I'm not a fan of Wellness, but I only fed it to the problem dog and he had, problems. So my perspective of it is somewhat skewed.


----------



## Damon'sMom (Aug 2, 2011)

Like the others have said, not all foods work for all dogs. So you are bound to read some things online about it noting being good, etc. Wellness and Merrick GF and both good foods. If you want to try to find them something else then dogfoodadvisor.com could be a good place to start researching good quality foods. Merrick GF is rated 5 stars out of 5, as is wellness Core.


----------



## Hermes1 (Jan 3, 2014)

If your dogs are doing well on the food and it fits your budget, I would stick with it, regardless of "but I've recently read some questionable mixed reveiws on that brand" unless there has been some change in formulation you are not comfortable with. Dogs are generally creaturers of habit and while we humans may like variety in our diet, dogs typically do not and can changes be stressful on them.

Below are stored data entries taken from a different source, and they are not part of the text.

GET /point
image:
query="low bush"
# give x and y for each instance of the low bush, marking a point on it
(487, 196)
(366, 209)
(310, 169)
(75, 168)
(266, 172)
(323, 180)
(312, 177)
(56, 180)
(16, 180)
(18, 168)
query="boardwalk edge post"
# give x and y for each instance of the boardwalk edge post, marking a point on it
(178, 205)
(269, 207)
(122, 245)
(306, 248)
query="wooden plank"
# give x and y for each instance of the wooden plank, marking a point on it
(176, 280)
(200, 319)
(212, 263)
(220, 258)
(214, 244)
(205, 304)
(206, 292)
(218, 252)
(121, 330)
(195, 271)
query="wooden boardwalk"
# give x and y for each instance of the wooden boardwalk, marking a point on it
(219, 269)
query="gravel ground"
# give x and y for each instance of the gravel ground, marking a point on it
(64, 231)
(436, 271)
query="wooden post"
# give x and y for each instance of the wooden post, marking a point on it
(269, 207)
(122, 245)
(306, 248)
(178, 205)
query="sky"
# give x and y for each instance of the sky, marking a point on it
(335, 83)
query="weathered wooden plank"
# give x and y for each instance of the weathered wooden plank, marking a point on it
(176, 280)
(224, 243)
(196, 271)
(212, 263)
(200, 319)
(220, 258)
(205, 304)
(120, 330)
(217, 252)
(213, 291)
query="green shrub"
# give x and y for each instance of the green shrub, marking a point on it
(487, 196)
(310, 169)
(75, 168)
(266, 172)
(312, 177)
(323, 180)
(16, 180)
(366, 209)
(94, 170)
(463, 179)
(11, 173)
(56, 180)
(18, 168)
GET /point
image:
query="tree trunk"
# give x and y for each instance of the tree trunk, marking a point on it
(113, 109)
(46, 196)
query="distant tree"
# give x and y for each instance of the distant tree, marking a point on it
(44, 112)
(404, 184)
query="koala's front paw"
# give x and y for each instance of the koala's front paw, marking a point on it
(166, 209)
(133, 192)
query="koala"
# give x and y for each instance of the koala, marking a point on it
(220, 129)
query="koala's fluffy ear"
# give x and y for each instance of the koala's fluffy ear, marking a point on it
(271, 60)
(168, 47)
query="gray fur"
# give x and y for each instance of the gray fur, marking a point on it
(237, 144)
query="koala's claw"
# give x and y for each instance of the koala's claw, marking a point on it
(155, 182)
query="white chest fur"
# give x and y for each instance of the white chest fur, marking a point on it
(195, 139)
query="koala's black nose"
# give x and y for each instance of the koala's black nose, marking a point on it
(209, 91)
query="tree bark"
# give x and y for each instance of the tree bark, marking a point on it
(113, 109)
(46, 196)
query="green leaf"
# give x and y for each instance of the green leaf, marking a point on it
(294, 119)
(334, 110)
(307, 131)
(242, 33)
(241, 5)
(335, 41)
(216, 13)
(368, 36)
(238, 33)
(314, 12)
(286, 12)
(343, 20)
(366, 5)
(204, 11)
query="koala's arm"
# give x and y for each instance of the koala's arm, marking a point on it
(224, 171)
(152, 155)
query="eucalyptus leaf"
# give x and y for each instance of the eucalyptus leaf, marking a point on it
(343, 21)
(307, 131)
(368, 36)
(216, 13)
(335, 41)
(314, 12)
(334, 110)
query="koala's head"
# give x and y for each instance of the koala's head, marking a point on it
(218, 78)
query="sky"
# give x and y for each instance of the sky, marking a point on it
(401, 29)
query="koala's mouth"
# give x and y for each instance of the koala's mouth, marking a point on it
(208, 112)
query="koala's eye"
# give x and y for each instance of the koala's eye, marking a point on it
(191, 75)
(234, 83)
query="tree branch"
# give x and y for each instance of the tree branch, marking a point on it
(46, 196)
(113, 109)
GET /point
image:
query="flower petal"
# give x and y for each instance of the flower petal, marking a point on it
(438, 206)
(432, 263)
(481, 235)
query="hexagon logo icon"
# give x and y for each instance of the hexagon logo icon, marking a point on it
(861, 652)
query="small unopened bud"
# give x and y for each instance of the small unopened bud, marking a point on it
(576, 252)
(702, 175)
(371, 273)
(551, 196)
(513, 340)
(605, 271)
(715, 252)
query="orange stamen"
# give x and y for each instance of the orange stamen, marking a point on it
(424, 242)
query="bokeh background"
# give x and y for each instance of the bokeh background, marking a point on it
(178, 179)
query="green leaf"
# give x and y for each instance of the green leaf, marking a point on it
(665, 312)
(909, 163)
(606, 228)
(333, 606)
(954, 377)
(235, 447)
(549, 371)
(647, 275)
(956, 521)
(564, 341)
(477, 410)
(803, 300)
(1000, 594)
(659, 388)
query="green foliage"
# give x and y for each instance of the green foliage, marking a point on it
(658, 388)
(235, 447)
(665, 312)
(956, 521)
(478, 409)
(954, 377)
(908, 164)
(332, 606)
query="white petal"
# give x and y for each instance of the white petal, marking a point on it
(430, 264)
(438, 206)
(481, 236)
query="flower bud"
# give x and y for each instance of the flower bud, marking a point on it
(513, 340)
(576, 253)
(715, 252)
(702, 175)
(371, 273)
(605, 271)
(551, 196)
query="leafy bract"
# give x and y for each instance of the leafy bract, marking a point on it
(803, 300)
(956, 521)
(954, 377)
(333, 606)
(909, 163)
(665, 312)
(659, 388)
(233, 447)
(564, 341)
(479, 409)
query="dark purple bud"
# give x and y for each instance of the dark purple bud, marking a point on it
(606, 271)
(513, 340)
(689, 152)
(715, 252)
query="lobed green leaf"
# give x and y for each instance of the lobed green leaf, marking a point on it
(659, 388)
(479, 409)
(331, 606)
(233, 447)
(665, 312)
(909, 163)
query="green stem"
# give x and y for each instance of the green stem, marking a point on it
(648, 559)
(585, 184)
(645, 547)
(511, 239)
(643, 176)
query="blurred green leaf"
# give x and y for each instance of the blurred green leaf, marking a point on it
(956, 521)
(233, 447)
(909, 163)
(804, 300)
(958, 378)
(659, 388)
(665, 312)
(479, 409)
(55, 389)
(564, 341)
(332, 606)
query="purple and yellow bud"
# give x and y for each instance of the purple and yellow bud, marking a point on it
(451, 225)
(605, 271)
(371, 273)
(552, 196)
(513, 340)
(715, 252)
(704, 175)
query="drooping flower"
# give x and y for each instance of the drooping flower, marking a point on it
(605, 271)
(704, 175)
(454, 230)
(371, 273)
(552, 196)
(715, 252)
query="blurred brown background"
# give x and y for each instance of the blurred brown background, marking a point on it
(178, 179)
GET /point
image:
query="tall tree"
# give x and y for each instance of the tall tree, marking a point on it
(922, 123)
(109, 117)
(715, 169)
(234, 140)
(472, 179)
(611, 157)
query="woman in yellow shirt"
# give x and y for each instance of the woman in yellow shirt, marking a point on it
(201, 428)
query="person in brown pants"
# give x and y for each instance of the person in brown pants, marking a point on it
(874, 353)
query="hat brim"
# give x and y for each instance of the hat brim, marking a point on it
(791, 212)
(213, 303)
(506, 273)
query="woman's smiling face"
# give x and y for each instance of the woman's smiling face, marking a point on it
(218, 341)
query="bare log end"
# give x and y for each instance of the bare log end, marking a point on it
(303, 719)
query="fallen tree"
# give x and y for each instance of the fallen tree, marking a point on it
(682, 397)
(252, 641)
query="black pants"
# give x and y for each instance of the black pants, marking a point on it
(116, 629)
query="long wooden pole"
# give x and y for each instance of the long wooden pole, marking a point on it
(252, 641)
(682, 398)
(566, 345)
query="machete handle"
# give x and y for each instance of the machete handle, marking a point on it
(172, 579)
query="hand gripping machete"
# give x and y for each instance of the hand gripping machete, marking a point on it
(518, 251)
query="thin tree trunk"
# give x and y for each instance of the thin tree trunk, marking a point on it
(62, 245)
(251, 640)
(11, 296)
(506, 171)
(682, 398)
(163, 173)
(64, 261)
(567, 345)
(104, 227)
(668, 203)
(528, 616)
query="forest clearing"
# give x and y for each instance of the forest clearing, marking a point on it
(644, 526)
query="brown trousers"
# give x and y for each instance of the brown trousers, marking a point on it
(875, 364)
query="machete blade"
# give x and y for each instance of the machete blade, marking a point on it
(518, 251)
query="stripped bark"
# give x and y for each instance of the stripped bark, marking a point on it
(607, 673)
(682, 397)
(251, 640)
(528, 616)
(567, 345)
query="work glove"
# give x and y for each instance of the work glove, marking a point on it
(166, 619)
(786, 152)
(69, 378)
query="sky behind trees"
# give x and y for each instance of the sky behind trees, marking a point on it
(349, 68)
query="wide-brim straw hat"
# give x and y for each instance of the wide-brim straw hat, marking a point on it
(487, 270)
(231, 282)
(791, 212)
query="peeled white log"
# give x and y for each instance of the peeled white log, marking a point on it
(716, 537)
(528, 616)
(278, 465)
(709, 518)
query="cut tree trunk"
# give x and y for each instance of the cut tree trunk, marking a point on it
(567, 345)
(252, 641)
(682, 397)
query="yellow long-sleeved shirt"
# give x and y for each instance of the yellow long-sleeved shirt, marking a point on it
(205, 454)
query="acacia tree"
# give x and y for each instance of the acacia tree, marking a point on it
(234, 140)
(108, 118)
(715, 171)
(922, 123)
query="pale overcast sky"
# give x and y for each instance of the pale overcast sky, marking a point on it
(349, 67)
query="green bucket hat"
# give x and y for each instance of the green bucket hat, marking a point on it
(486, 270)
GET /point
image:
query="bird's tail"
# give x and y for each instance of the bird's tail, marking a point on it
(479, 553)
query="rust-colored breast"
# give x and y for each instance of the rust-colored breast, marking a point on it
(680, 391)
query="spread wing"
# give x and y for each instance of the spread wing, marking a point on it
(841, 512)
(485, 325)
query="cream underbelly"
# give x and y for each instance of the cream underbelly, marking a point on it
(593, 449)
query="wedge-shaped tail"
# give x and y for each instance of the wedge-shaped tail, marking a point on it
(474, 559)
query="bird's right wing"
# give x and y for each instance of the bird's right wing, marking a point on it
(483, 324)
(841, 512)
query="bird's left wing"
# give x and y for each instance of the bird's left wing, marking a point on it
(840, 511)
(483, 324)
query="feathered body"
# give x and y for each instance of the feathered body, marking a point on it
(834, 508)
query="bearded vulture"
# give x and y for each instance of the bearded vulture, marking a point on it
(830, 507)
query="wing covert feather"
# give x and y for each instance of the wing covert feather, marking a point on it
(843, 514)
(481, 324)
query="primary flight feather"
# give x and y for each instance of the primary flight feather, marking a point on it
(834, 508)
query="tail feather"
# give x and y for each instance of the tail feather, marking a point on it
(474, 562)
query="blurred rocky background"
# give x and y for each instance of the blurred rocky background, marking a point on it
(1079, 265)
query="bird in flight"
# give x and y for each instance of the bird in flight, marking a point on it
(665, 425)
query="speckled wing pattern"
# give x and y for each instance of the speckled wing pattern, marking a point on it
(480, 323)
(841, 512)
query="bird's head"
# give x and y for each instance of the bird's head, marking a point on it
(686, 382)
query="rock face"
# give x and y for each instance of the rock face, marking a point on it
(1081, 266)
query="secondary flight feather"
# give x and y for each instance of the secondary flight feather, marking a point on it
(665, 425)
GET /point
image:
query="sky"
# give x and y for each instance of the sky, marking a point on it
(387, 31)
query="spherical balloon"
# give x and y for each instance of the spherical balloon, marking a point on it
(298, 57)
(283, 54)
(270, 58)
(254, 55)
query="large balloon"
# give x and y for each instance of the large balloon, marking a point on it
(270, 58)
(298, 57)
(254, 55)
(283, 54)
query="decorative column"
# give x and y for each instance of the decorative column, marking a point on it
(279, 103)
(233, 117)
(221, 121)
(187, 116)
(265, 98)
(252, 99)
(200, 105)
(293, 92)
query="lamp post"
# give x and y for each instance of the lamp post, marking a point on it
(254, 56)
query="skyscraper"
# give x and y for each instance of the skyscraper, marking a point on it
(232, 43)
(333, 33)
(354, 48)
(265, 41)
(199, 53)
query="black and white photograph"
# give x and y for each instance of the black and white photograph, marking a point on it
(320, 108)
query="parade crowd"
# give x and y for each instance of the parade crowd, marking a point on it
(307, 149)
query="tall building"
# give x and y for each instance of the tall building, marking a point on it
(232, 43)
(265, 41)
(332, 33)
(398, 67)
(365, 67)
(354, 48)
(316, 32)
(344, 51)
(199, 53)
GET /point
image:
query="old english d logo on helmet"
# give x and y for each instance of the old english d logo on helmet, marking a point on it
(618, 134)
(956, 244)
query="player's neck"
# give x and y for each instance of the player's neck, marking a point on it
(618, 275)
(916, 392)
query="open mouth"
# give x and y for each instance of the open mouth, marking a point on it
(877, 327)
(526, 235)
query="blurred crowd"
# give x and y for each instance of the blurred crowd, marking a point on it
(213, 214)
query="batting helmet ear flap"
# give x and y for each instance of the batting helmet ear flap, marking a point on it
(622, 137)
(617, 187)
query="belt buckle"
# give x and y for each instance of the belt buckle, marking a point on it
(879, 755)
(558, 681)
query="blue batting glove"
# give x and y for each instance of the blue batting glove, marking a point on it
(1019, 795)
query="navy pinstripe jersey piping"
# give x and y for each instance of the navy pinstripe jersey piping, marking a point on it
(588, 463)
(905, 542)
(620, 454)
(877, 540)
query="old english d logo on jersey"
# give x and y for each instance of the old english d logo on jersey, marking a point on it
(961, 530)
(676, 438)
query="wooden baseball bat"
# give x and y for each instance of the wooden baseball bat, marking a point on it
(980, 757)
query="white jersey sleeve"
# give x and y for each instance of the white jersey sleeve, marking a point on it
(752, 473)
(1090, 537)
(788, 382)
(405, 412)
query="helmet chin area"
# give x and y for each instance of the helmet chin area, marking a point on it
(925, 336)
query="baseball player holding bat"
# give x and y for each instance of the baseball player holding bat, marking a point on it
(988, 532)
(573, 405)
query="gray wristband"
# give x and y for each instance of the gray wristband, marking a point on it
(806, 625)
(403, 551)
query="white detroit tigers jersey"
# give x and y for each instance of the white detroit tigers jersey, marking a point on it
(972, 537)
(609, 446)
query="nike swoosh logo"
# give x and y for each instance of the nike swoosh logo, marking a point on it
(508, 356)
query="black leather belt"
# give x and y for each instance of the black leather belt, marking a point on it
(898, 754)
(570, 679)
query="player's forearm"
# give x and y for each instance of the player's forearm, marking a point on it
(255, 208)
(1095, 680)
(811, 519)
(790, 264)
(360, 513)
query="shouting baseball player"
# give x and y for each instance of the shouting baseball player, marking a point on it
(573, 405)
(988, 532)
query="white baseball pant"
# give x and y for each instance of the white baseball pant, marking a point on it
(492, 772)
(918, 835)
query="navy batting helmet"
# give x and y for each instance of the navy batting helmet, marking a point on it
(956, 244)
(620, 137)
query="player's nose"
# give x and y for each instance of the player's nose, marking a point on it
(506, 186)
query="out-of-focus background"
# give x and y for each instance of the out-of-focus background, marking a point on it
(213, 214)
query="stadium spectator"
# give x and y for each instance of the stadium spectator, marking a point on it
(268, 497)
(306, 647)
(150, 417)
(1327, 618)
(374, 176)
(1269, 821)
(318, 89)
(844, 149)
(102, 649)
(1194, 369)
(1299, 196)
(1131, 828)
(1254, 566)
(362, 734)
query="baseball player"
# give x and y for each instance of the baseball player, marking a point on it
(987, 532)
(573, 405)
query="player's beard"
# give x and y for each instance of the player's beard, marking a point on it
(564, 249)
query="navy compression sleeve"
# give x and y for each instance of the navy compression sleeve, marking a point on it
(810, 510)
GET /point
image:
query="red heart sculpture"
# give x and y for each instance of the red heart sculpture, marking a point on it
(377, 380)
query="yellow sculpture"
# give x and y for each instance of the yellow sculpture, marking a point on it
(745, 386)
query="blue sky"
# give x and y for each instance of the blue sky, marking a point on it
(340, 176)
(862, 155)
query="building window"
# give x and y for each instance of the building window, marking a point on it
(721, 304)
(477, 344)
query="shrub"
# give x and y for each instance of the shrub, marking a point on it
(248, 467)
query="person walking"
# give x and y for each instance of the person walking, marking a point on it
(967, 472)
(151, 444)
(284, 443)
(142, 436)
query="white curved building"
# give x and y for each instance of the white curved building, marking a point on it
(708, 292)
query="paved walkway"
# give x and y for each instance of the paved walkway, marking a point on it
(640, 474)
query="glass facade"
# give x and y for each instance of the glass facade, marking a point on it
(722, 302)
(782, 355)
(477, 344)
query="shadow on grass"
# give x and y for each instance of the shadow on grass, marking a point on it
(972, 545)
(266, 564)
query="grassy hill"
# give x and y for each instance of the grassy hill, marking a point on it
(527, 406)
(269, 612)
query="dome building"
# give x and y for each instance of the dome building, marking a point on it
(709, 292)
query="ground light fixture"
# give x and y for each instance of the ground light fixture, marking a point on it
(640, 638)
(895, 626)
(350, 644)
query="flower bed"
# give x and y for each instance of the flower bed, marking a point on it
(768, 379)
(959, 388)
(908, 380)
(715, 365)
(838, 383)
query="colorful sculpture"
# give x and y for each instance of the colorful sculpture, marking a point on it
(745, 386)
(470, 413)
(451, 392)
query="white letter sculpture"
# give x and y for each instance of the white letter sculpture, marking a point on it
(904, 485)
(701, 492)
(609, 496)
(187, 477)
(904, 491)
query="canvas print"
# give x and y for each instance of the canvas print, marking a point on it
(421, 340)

So unless there is some compelling reason to switch, I would stick with what your dogs are happy with.


----------



## OwnedbyACDs (Jun 22, 2013)

My dogs didn't do well on wellness, plus they don't have much Martian for rotating within the brand as the grain free formulas are all chicken based. 

I think the mixed reviews every brand gets come down to the fact that there will be the few odd dogs that a food doesn't work for, it might not have anything to do with the quality I the food itself.


----------